We considered solving it by splitting the tests into different gradle modules. It seemed like a good solution, I'm interested to here from @tibtof how this is different to his suggestion of splitting at TestEngine level (I'm not familiar with the TestEngine), and also from @sksamuel why separate modules for unit/int/smoke tests wouldn't have worked in whatever scenario you had in mind.
The solution we actually implemented was to lazily acquire expensive project wide resources (docker containers, etc) the first time they are used, rather than eagerly in the beforeProject function. Essentially the implementation is backed by some static global state which is not ideal, but it was a cheap, fast solution that worked.
Another idea which may be worth considering is what do people actually want to achieve here? It sounds like both me and tibtof have the same use case: we want to use project extensions, but only have them activate when they are actually required, i.e. not when running individual unit tests.

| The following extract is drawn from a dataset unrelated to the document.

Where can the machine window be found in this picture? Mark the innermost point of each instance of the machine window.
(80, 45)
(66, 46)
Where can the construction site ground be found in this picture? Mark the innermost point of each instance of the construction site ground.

What about some kind of API that allowed you to install extensions on individual specs (thus keeping the declaration of the dependency where it is actually used rather than off in some hard to locate ProjectConfig file at the correct level in the package structure, or reached by trying to figure out how a given project has organised their custom tags), but there was some way to execute project wide before/after logic associated with that extension only if at least one test that used it is being run?
Perhaps an option to add support for lazy project wide extensions as a first class citizen rather than complicate the ProjectConfig resolution rules? Especially without clear signals from multiple different users and use cases that this would be useful.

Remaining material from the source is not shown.